Future Directions: Conduct pragmatic RCTs in contemporary perioperative settings (including methadone-treated patients) and measure both pain and OUD outcomes, including relapse and treatment retention.

2. Comparing different administration methods of subanaesthetic propofol to mitigate emergence agitation in preschool children undergoing day surgery: a double-blind, randomised controlled study.

75Level IRCTBMJ paediatrics open · 2025PMID: 40090678

In 160 preschool children undergoing day-case laparoscopic inguinal hernia repair with sevoflurane, a 3-minute continuous infusion of propofol 1 mg/kg at case end reduced emergence agitation to 5% versus 30–65% with other strategies, without prolonging extubation or emergence times. Peak PAED scores were lowest with continuous infusion.

Impact: Provides a simple, implementable dosing strategy that substantially reduces emergence agitation in a high-risk pediatric population without delaying recovery.

Clinical Implications: For preschool children anesthetized with sevoflurane, consider a 3-minute continuous infusion of propofol 1 mg/kg at the end of surgery to minimize emergence agitation without impacting time to extubation.

Key Findings

  • Emergence agitation incidence dropped to 5% with 3-minute continuous infusion of propofol 1 mg/kg versus 30–65% in control or bolus groups.
  • Peak PAED scores were significantly lower in the continuous infusion group.
  • Extubation and emergence times did not differ among groups, indicating no recovery delay.

Methodological Strengths

  • Double-blind randomized controlled design
  • Clearly defined primary and secondary outcomes with validated scales (PAED, Watcha)

Limitations

  • Single procedure type and single anesthetic (sevoflurane) in a single-center study
  • Short-term outcomes without behavioral follow-up beyond early recovery

Future Directions: Replicate across procedures, anesthetic regimens, and settings; evaluate dose–response, safety in higher-risk children, and longer-term behavioral outcomes.

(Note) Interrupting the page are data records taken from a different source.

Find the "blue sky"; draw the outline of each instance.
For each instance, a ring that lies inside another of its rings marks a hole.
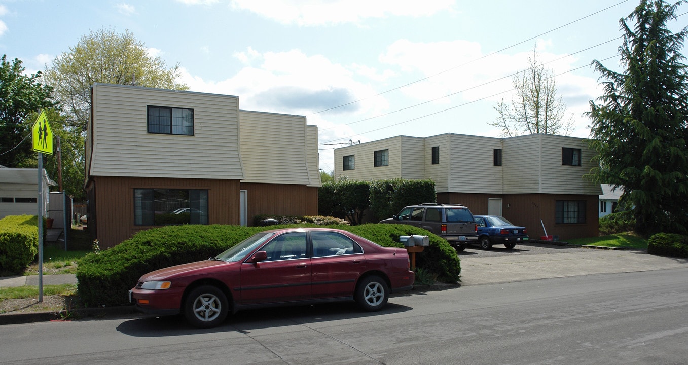
[[[493,107],[510,100],[512,75],[528,67],[534,47],[556,75],[572,135],[587,137],[581,113],[602,94],[590,62],[617,67],[619,21],[638,3],[0,0],[0,54],[32,73],[91,31],[128,30],[169,67],[178,64],[191,91],[237,96],[245,110],[306,115],[329,172],[332,148],[350,140],[498,137],[488,124]]]

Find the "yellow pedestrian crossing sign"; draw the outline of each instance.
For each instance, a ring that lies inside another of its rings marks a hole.
[[[41,110],[32,129],[34,151],[52,155],[52,130],[47,122],[45,111]]]

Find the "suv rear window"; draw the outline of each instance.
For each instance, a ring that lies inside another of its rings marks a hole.
[[[448,208],[444,212],[447,222],[470,222],[473,220],[473,215],[468,209]]]

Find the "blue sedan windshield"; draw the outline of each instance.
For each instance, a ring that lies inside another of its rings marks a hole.
[[[504,217],[486,217],[485,219],[490,222],[491,226],[513,225]]]

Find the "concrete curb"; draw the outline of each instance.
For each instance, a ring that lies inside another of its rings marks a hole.
[[[0,326],[3,324],[21,324],[35,322],[48,322],[83,320],[86,318],[103,319],[131,316],[139,313],[133,305],[110,307],[106,308],[81,308],[73,311],[43,311],[32,313],[8,313],[0,314]]]

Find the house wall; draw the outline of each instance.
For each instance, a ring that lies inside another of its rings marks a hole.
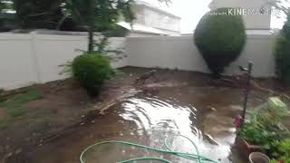
[[[180,17],[142,3],[137,4],[134,11],[135,23],[158,28],[170,35],[180,35]]]
[[[128,38],[126,44],[129,65],[209,72],[191,36]],[[239,72],[238,65],[252,61],[255,77],[275,76],[274,44],[272,35],[247,35],[243,53],[226,73]]]
[[[268,8],[268,0],[213,0],[209,5],[210,9],[220,7],[241,7],[244,9]],[[268,8],[270,11],[270,8]],[[247,29],[270,29],[271,14],[248,14],[244,15],[244,21]]]
[[[254,62],[255,77],[275,76],[273,35],[247,35],[241,56],[227,68],[227,74],[239,72],[237,65]],[[62,65],[87,47],[86,35],[0,34],[0,88],[16,89],[33,83],[65,79]],[[111,38],[111,50],[123,51],[115,68],[125,66],[160,67],[209,72],[192,36]],[[111,53],[110,55],[111,55]],[[124,56],[122,55],[122,56]]]

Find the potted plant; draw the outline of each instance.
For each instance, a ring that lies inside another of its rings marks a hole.
[[[271,153],[274,141],[289,136],[288,129],[281,123],[287,112],[285,104],[278,98],[270,98],[266,104],[249,112],[237,129],[236,139],[236,146],[244,151],[244,157],[258,151]]]
[[[290,163],[290,139],[285,139],[281,141],[276,141],[272,144],[274,158],[271,159],[271,163]]]

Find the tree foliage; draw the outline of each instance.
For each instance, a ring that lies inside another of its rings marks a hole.
[[[276,59],[278,78],[285,85],[290,86],[290,14],[277,39]]]
[[[205,14],[194,34],[195,43],[215,76],[238,57],[246,43],[240,15],[215,14],[227,10],[219,8]]]

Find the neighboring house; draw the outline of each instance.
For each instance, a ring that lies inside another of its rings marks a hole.
[[[220,7],[245,9],[245,25],[248,34],[270,34],[271,7],[269,0],[213,0],[208,7],[211,10]],[[253,12],[253,13],[251,13]]]
[[[130,36],[180,35],[181,18],[142,1],[134,6],[136,20],[132,29],[130,24],[118,24],[130,30]]]

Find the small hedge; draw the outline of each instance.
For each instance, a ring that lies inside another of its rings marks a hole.
[[[276,75],[285,86],[290,86],[290,14],[276,45]]]
[[[91,96],[99,93],[106,79],[113,73],[109,58],[100,53],[84,53],[74,58],[72,76]]]
[[[194,34],[196,45],[216,76],[238,57],[246,43],[242,16],[228,14],[228,9],[218,8],[205,14]]]

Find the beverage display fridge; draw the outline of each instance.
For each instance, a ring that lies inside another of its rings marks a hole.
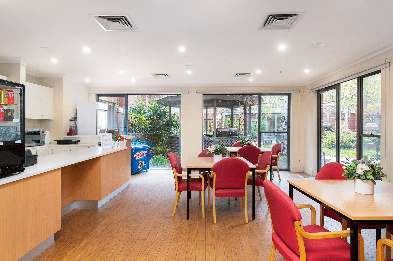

3. Has the pendulum swung too far? Discretionary single-unit red blood cell transfusion in trauma is associated with infection, thromboembolic events, and mortality.

71Level IICohortTransfusion · 2025PMID: 40091188

In a propensity-weighted analysis of 649,841 trauma admissions, a single early RBC unit (with no further transfusion) was associated with higher odds of mortality (aOR 2.11), infection (aOR 3.92), and thromboembolic events (aOR 2.02). Findings challenge discretionary single-unit transfusion in borderline indications.

Impact: Massive real-world dataset with robust adjustment shows potential harm from a common practice, likely informing trauma/anesthesia transfusion protocols.

Clinical Implications: Avoid routine discretionary single-unit RBC transfusions in trauma patients with equivocal hemorrhage; emphasize restrictive, goal-directed strategies and reassessment before additional units.

Key Findings

  • Single-unit RBC transfusion within 4 hours (no subsequent transfusion) increased adjusted odds of mortality (aOR 2.11).
  • Risk of infection (aOR 3.92) and thromboembolic events (aOR 2.02) was significantly higher after single-unit transfusion.
  • Findings persisted after inverse probability-weighted propensity matching with regression adjustment.

Methodological Strengths

  • Very large multicenter dataset (ACS-TQIP) with rigorous propensity weighting and regression adjustment
  • Clear exposure definition (single early unit, no subsequent transfusion) and clinically relevant composite outcomes

Limitations

  • Observational design with residual confounding possible despite adjustment
  • Indication bias and unmeasured clinician decision factors cannot be fully excluded

Future Directions: Prospective studies to define hemodynamic/biomarker thresholds for transfusion and trials comparing restrictive vs. discretionary early single-unit strategies.